New Technology for Action Recognition Through Walls & Occlusions

The use of neural networks is becoming more common in various fields of human activity. Developers from the Massachusetts Institute of Technology are planning to use the capabilities of artificial intelligence for surveillance systems that are capable of recognizing the actions of a person behind an impenetrable obstacle, for example, behind a wall, by video recording and by scanning radio waves.

The algorithm presented by scientists has two blocks. The initial data comes from a video camera or a radio scanner to a neural network, where an animated skeletal three-dimensional model of a human body is created. Further, in the second module, the program analyzes and recognizes the most common human movements: talking on the phone, shaking hands, patting on the shoulder or exchanging objects.

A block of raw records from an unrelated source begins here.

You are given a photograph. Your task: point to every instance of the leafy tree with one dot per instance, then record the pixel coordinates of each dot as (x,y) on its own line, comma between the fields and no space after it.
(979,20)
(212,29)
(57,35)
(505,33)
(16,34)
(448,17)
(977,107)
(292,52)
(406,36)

When processing, the data received from the video camera, the open AlphaPose algorithm and a program that transforms flat skeletal models into three-dimensional ones were used. In case of poor lighting or the presence of an impenetrable obstacle for video cameras, radio scanners operating in the transmit-receive mode at a frequency of 5.4 to 7.2 GHz were used. Such transmitters are equipped with two antennas located in the vertical and horizontal direction. Using the reception of reflected signals, the algorithm generates three-dimensional skeleton-like models.

When training artificial intelligence, several datasets were used, which made it possible to create certain models from radio signals, and the PKU-MMD open action recognition dataset was also used.

When testing the version using radio wave scanners, the developers achieved accuracy level of 87.8% in the line of sight, which is comparable to the operation of video surveillance in normal lighting. At the same time, the radio scanner showed higher reliability than video surveillance in low light. Meanwhile, when observing with a scanner through a wall, the accuracy slightly decreased and amounted to 83%.

Such a surveillance system can be effectively used in smart home control systems, where some owners do not want to install cameras for the protection of personal space.